La coopération serait un des moyens pour aider les acteurs du milieu. M. Houde remarque que des transporteurs ontariens et de l’étranger sont de plus en plus présents sur nos routes. Le manque de ressources aurait pour effet de faire perdre des contrats aux entreprises locales. « Dans le contexte particulier où nous sommes, avec la pénurie de pièces, de véhicules et de main-d’œuvre, il est essentiel qu’une coopération naisse entre nos membres. De l’échange et du prêt de personnel, de véhicules et même d’équipement pourrait être envisagé. »
Repenser le métier de camionneur
Les mœurs évoluent et les préoccupations des jeunes familles également. Les couples sont souvent composés de deux travailleurs et cela assure parfois une plus grande sécurité financière des ménages. Une réalité qui remet en question la nécessité d’avoir un travail exigeant et compromettant en contrepartie d’un plus grand salaire. « Dans le monde du camionnage, offrir un horaire de 8 h à 17 h, c’est impossible. Les gens aiment avoir de la liberté et retrouver leur famille les soirs et les fins de semaine.
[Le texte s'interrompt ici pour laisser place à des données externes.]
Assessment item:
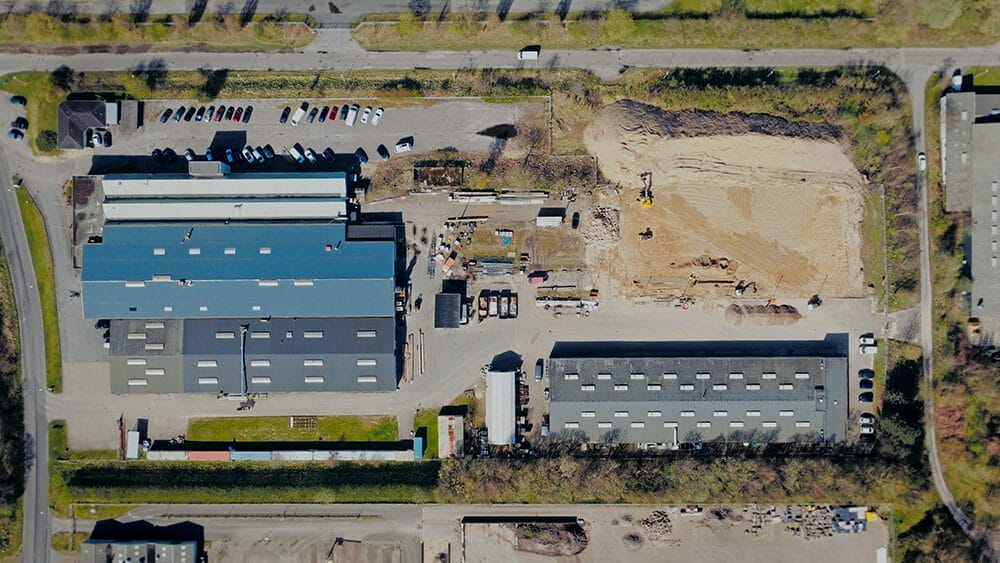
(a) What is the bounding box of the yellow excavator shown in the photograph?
[639,172,653,209]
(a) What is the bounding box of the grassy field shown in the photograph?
[49,420,118,461]
[354,0,1000,50]
[186,416,398,442]
[17,186,62,393]
[52,532,87,553]
[925,67,1000,528]
[0,11,313,51]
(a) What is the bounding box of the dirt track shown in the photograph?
[584,102,865,300]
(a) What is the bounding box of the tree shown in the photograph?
[35,129,59,152]
[601,9,635,44]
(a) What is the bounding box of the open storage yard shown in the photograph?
[584,101,865,304]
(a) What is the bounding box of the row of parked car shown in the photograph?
[286,102,385,127]
[160,105,253,123]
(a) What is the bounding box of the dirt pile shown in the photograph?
[584,101,866,299]
[505,524,587,557]
[726,303,802,326]
[601,100,844,141]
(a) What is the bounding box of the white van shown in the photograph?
[517,45,542,61]
[344,104,361,127]
[292,102,309,126]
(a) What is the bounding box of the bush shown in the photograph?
[35,129,59,152]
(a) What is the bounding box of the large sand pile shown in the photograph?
[584,102,864,299]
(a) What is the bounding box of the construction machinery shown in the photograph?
[639,172,653,209]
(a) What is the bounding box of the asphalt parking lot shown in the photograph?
[94,99,544,173]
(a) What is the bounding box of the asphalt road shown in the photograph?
[0,41,1000,561]
[0,159,50,563]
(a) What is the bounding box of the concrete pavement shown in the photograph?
[0,143,51,563]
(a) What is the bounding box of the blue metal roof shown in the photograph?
[83,224,395,319]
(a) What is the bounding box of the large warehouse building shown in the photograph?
[81,170,398,396]
[548,343,848,444]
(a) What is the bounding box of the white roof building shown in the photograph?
[488,371,517,447]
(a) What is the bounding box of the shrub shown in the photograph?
[35,129,58,152]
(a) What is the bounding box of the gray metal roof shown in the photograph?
[82,224,395,319]
[105,317,396,394]
[547,356,848,443]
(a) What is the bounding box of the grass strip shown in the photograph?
[186,415,398,442]
[16,185,62,393]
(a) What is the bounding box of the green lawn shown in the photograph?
[49,420,118,461]
[17,186,62,393]
[0,11,314,51]
[52,532,87,553]
[354,0,1000,51]
[186,416,398,442]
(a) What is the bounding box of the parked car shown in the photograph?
[344,104,361,127]
[396,139,413,154]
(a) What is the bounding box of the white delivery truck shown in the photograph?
[292,102,309,126]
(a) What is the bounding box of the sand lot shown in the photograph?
[464,506,888,563]
[584,102,865,300]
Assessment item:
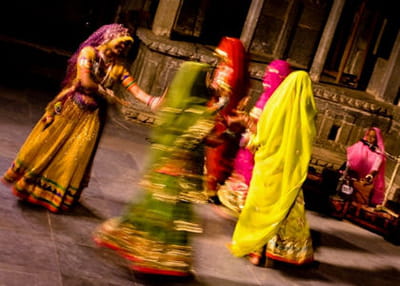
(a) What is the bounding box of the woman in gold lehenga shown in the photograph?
[231,71,317,265]
[2,24,160,212]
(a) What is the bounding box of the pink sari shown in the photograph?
[218,60,290,214]
[347,127,386,205]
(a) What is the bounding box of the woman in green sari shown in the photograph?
[94,62,216,276]
[230,71,317,265]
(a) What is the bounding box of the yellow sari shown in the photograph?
[231,71,317,264]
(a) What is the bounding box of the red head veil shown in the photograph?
[215,37,247,114]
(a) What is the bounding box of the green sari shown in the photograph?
[231,71,317,264]
[94,62,215,276]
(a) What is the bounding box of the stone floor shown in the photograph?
[0,79,400,286]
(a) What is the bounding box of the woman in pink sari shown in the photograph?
[218,60,290,216]
[347,127,386,205]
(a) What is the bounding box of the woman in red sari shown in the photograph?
[206,37,247,200]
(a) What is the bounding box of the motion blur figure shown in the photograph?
[94,62,223,276]
[2,24,161,212]
[218,60,290,214]
[231,71,317,265]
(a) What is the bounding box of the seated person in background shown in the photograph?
[346,127,386,205]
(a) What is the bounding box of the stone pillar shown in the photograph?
[152,0,181,37]
[240,0,264,51]
[367,32,400,104]
[273,0,299,59]
[310,0,346,82]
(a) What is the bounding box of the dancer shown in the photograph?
[94,62,223,276]
[231,71,317,265]
[2,24,161,212]
[218,60,290,214]
[206,37,248,202]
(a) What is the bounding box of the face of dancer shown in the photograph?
[365,129,377,145]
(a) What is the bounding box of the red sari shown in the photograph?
[206,37,247,197]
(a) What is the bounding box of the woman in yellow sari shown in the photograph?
[231,71,317,265]
[2,24,161,212]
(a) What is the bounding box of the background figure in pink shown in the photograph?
[347,127,386,205]
[205,37,248,202]
[218,60,290,215]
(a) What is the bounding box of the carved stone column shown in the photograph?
[310,0,346,82]
[240,0,264,51]
[152,0,181,37]
[367,32,400,105]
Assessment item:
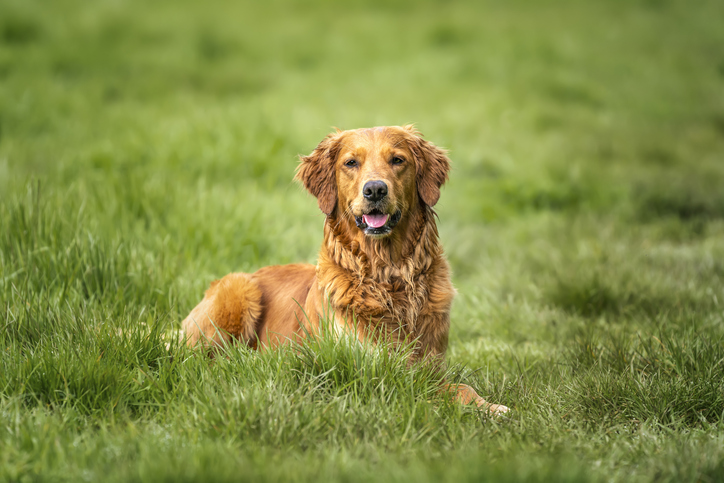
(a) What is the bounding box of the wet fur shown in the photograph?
[183,126,507,412]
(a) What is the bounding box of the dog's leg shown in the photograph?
[447,384,510,414]
[182,273,261,348]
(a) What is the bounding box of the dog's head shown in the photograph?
[296,126,450,237]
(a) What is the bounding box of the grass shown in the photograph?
[0,0,724,482]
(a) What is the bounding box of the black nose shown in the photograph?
[362,181,387,201]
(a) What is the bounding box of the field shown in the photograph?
[0,0,724,482]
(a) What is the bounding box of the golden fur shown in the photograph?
[183,126,507,412]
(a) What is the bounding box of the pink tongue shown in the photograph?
[362,215,389,228]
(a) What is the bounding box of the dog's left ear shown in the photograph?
[294,130,342,216]
[403,125,450,206]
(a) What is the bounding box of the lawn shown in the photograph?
[0,0,724,482]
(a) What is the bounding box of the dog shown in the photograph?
[183,125,508,413]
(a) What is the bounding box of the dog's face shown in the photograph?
[297,126,450,238]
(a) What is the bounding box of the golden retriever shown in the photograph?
[183,126,508,413]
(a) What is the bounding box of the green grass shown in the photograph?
[0,0,724,482]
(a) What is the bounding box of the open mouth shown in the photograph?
[354,208,402,235]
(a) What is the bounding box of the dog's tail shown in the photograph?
[182,273,261,348]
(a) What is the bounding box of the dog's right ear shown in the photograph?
[295,130,342,216]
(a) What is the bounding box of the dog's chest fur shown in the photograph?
[317,210,454,339]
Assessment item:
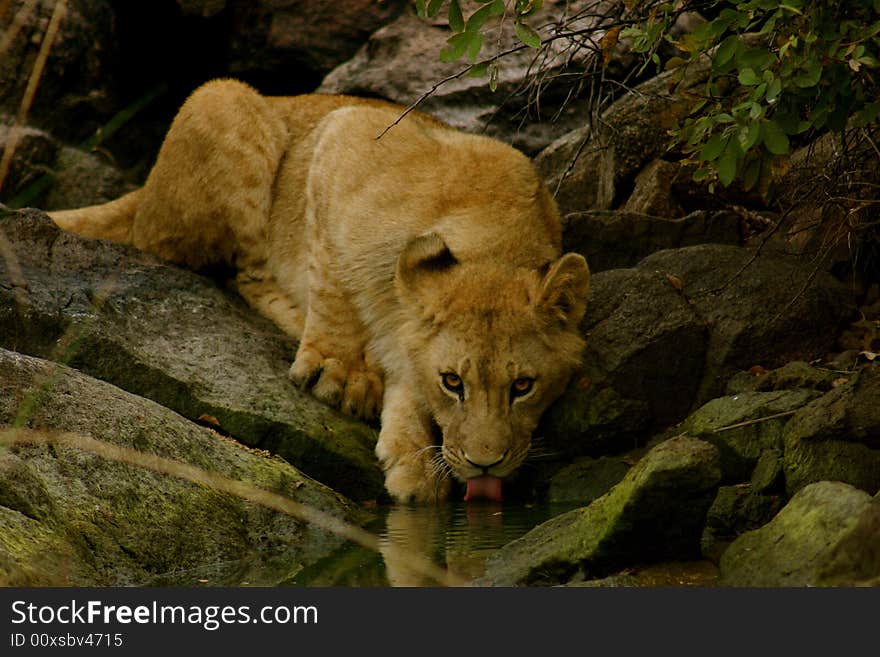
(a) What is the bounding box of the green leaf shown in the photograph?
[467,32,483,64]
[425,0,444,18]
[692,167,712,182]
[699,135,727,162]
[464,2,495,32]
[468,62,489,78]
[737,68,760,87]
[743,157,761,191]
[514,21,541,49]
[853,102,880,128]
[741,122,761,151]
[449,0,464,32]
[489,61,498,93]
[712,34,740,70]
[516,0,544,18]
[794,56,822,89]
[717,139,742,187]
[440,32,480,62]
[761,120,790,155]
[765,78,782,103]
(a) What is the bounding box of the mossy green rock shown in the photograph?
[720,481,880,586]
[637,244,856,404]
[783,364,880,495]
[682,390,819,483]
[479,436,721,586]
[547,456,630,504]
[0,349,366,586]
[0,210,383,499]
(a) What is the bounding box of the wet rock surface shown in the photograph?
[0,212,382,499]
[479,438,721,586]
[720,481,880,586]
[0,349,365,586]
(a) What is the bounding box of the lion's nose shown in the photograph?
[463,450,507,472]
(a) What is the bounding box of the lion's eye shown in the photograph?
[440,372,464,397]
[510,376,535,399]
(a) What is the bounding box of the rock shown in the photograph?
[0,115,58,199]
[727,360,847,395]
[702,484,784,557]
[562,209,740,273]
[225,0,408,86]
[819,495,880,586]
[0,349,366,586]
[477,437,721,586]
[637,244,855,404]
[536,269,706,457]
[41,148,136,210]
[681,390,818,483]
[749,449,784,493]
[719,481,880,586]
[0,210,383,499]
[318,3,602,155]
[535,58,709,214]
[547,456,630,505]
[0,0,120,143]
[623,160,688,218]
[783,364,880,495]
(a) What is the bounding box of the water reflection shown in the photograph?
[286,502,571,586]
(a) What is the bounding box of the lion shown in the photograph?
[50,79,590,502]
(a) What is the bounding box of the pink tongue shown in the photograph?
[464,475,501,502]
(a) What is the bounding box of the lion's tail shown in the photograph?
[49,189,141,244]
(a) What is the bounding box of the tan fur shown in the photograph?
[51,80,589,501]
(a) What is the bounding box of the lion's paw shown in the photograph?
[290,348,382,420]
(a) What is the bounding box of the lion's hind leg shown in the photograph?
[132,79,288,270]
[235,271,306,341]
[290,266,383,420]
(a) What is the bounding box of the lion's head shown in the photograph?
[396,233,590,499]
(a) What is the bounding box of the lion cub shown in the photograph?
[51,80,590,501]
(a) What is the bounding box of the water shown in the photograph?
[285,502,572,586]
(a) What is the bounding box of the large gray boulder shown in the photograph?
[479,437,721,586]
[0,349,366,586]
[538,244,853,462]
[682,390,819,483]
[562,210,741,274]
[537,269,706,456]
[0,0,122,142]
[637,244,855,404]
[318,2,612,154]
[0,210,383,499]
[720,481,880,586]
[535,58,709,214]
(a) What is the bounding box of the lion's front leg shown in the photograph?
[376,381,450,502]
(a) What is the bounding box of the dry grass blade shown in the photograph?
[0,429,463,586]
[0,0,37,55]
[0,0,67,189]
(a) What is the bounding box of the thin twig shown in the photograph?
[712,410,797,433]
[0,428,463,585]
[0,0,37,55]
[0,0,67,189]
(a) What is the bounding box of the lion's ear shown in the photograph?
[395,233,458,298]
[538,253,590,328]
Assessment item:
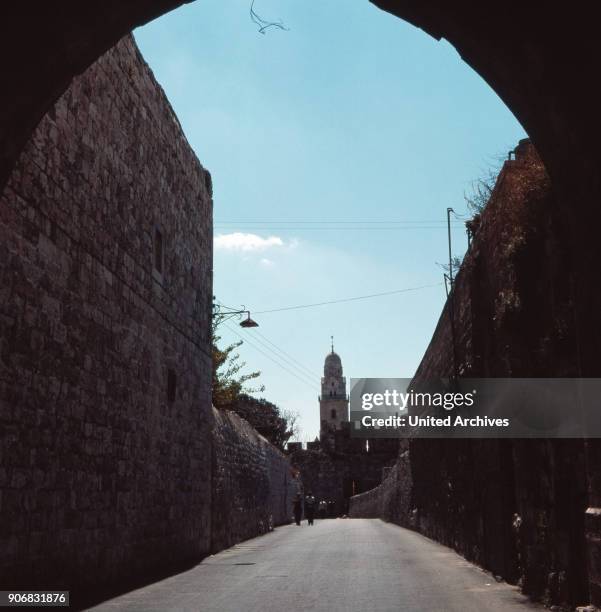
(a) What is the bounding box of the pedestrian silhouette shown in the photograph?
[305,491,317,525]
[292,493,303,525]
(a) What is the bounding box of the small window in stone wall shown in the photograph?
[167,368,177,404]
[154,228,164,274]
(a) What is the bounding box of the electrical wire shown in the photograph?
[253,283,442,315]
[223,323,317,391]
[252,328,321,380]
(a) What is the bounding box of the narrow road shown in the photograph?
[88,519,543,612]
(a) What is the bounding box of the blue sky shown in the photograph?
[135,0,525,440]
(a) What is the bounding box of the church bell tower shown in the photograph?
[319,339,349,437]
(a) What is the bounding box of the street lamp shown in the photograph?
[213,297,259,328]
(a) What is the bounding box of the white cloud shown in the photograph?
[214,232,284,251]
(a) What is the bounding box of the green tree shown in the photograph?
[212,327,265,410]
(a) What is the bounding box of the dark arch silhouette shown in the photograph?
[0,0,601,198]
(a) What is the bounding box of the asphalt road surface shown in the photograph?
[93,519,543,612]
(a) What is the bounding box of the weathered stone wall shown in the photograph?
[0,37,212,589]
[352,141,595,605]
[349,449,414,527]
[288,421,399,516]
[211,409,300,552]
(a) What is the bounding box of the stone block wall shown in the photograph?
[351,141,599,606]
[349,448,414,527]
[211,409,300,552]
[0,37,212,589]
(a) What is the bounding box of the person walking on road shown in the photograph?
[305,491,317,525]
[292,493,303,525]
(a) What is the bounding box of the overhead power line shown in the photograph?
[253,283,442,315]
[253,329,321,380]
[223,323,317,391]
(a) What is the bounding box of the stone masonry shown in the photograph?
[211,410,300,552]
[351,141,601,607]
[0,36,212,589]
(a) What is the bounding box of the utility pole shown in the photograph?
[447,207,455,291]
[447,207,459,381]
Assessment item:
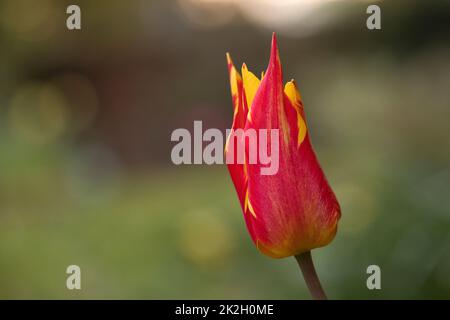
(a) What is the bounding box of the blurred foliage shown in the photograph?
[0,0,450,299]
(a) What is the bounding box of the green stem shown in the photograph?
[295,251,327,300]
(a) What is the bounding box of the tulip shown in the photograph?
[225,34,341,298]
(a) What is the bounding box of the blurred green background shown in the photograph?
[0,0,450,299]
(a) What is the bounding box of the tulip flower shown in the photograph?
[225,34,341,298]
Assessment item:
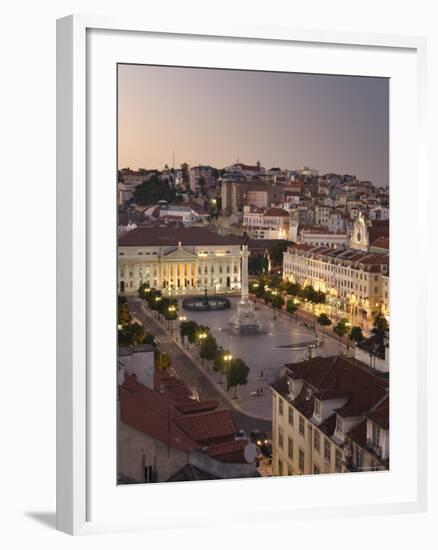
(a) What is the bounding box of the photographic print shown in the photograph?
[114,64,390,484]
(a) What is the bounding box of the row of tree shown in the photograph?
[117,296,155,347]
[180,320,249,396]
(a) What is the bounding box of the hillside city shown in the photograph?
[117,160,390,484]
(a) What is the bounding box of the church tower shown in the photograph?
[350,212,370,252]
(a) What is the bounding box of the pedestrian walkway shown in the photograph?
[155,334,175,344]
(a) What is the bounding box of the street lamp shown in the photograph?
[167,305,176,335]
[345,321,351,350]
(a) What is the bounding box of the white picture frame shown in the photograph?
[57,16,427,534]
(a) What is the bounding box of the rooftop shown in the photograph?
[119,225,242,247]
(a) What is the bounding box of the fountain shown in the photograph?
[183,287,231,311]
[229,243,263,334]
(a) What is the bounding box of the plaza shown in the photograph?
[178,297,339,419]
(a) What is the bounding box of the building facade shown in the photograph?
[118,225,241,294]
[283,216,390,321]
[272,356,389,476]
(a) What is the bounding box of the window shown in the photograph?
[288,407,294,426]
[298,449,304,473]
[355,446,363,470]
[298,416,304,437]
[315,399,321,416]
[287,437,294,460]
[335,449,342,472]
[372,422,380,447]
[144,466,152,483]
[324,439,330,463]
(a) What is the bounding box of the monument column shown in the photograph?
[240,244,249,302]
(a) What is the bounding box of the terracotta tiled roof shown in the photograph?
[176,411,237,443]
[208,439,247,462]
[367,397,389,430]
[119,376,200,451]
[176,399,218,414]
[263,208,289,218]
[286,356,388,417]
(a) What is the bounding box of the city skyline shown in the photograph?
[118,65,389,186]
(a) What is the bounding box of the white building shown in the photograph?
[283,244,389,321]
[243,206,289,239]
[118,224,241,294]
[189,165,216,192]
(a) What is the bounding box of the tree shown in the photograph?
[226,357,249,397]
[118,303,132,325]
[286,298,298,315]
[350,327,364,343]
[284,282,301,296]
[179,321,198,343]
[118,322,145,347]
[194,325,210,346]
[271,294,284,311]
[373,313,389,332]
[181,162,190,184]
[155,350,172,370]
[213,349,231,384]
[199,334,218,365]
[141,331,157,347]
[137,283,151,300]
[333,319,348,346]
[317,313,332,333]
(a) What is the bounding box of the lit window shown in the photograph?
[287,437,294,460]
[324,439,331,463]
[298,449,304,473]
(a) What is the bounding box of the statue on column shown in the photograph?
[230,242,262,334]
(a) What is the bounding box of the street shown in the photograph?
[128,298,272,437]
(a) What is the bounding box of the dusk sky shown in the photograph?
[118,65,389,186]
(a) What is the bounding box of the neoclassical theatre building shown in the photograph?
[118,225,245,294]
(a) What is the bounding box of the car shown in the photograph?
[234,430,246,440]
[250,429,272,458]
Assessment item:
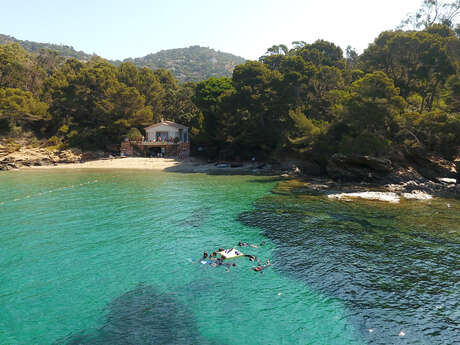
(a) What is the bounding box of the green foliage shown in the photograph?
[288,108,324,152]
[0,88,48,131]
[0,21,460,166]
[0,34,93,60]
[339,133,391,156]
[361,31,456,111]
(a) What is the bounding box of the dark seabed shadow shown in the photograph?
[239,195,460,345]
[56,284,220,345]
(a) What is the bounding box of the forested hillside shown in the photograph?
[120,46,245,82]
[0,0,460,177]
[0,34,245,83]
[0,34,93,61]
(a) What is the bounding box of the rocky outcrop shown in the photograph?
[326,154,393,181]
[0,147,82,171]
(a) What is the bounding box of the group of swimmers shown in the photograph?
[200,241,270,274]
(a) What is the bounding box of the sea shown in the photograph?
[0,169,460,345]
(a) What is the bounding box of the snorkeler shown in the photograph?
[238,241,259,248]
[252,259,271,274]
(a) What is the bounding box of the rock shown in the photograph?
[326,154,392,181]
[300,161,323,176]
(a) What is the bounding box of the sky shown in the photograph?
[0,0,422,60]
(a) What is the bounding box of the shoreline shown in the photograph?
[7,157,460,203]
[24,157,281,175]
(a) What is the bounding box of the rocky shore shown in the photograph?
[0,140,460,201]
[0,146,83,171]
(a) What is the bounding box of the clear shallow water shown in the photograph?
[0,171,460,344]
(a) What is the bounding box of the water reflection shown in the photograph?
[58,285,217,345]
[240,195,460,344]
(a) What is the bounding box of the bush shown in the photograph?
[339,134,391,156]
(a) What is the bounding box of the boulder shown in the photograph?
[326,154,392,181]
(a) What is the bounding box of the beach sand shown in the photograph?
[27,157,266,173]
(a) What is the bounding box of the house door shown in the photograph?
[156,132,169,141]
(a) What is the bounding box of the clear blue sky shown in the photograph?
[0,0,421,59]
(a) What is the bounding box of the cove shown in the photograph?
[0,171,460,344]
[0,171,362,344]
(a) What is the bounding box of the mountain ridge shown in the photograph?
[0,34,246,83]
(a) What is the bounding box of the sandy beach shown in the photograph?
[27,157,261,173]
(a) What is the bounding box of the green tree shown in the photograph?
[342,71,405,137]
[0,88,48,130]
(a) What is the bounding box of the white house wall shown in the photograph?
[146,125,188,141]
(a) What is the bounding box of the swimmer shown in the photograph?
[252,260,270,274]
[238,241,259,248]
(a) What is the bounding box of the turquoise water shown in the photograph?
[0,171,460,344]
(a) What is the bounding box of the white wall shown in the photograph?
[146,125,189,141]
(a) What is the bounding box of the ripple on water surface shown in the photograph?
[240,180,460,344]
[0,171,460,345]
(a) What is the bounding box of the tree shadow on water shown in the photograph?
[56,285,217,345]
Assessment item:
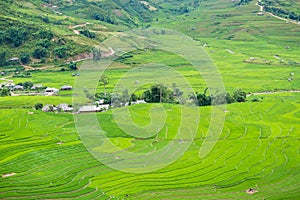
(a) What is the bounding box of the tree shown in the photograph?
[69,62,77,70]
[0,51,6,66]
[37,30,54,40]
[54,47,67,58]
[32,47,47,59]
[79,29,96,38]
[99,75,109,94]
[92,47,101,61]
[0,88,10,97]
[34,103,43,110]
[5,27,27,47]
[233,89,247,102]
[36,39,51,49]
[20,53,30,64]
[130,93,138,102]
[143,84,174,103]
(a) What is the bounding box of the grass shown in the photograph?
[0,94,300,199]
[0,0,300,199]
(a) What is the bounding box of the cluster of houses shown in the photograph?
[78,99,146,113]
[42,103,74,112]
[0,81,73,96]
[42,99,146,113]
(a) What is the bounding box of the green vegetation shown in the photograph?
[0,0,300,199]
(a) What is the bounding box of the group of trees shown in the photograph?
[79,28,96,38]
[259,0,300,21]
[143,84,246,106]
[95,79,247,107]
[0,26,28,47]
[0,88,10,97]
[189,88,247,106]
[143,84,176,103]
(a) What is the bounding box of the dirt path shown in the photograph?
[102,47,116,58]
[255,1,300,25]
[68,22,92,35]
[247,90,300,97]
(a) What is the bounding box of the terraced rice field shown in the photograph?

C’est tout à fait légitime, mais ça complexifie la relève dans le secteur des long-courriers. Un conducteur grande distance part souvent plusieurs jours de suite. C’est une carrière qui exige des sacrifices. Les nouvelles générations ne semblent plus dans cette mouvance. L’industrie commence à s’adapter. On voit moins de trajets Saguenay-Ohio et davantage de petits couloirs et l’apparition de lieux de transbordement un peu partout. Cela a pour conséquence de rallonger les temps de livraison. »
Un changement au niveau de la formation
Les formations pratique et technique de la conduite d’un véhicule lourd n’ont pas été faciles durant la pandémie. Les brèves périodes où les rencontres présentielles étaient acceptées ne permettaient pas à un grand nombre de personnes de se regrouper pour assister à un cours. Des solutions ingénieuses ont donc été pensées et implantées.
« Nous avons enseigné plusieurs portions du programme sur le transport routier de façon virtuelle. Ç’a été un véritable défi puisque nos formateurs ont dû développer des moyens de donner leur cours à distance. Notre centre de formation a été fermé durant un an et demi. Au cours de cette période, nous opérions virtuellement. Nous continuerons d’enseigner sur un modèle hybride. De préférence en rencontre physique, mais les entreprises aiment de plus en plus accéder au contenu de manière numérique, ça sauve des coûts sur les déplacements. Le principal obstacle a été la formation pratique. Les mesures sanitaires nous empêchaient de nous retrouver deux personnes qui n’ont pas la même adresse côte à côte dans un camion. Une problématique de taille parce qu’il est impossible de remettre une licence à un conducteur qui n’a jamais tenu un volant ! », souligne Carl Houde.
Depuis quelques années, un simulateur de conduite de véhicule lourd est disponible pour les étudiants. Le Centre de formation en transport de Charlesbourg en possède un et une remorque contenant ce type d’appareil est également disponible à la location et elle se déplace au Québec pour former de futurs conducteurs. « C’est une technologie très intéressante. Nous pouvons simuler des conditions météorologiques, des températures et des scénarios. Pour l’avoir testé, je peux certifier que c’est très réaliste. Cela ne remplace pas la pratique dans un vrai camion, mais ça familiarise l’étudiant à certaines situations », conclut le président du Club Trafic SLSJ.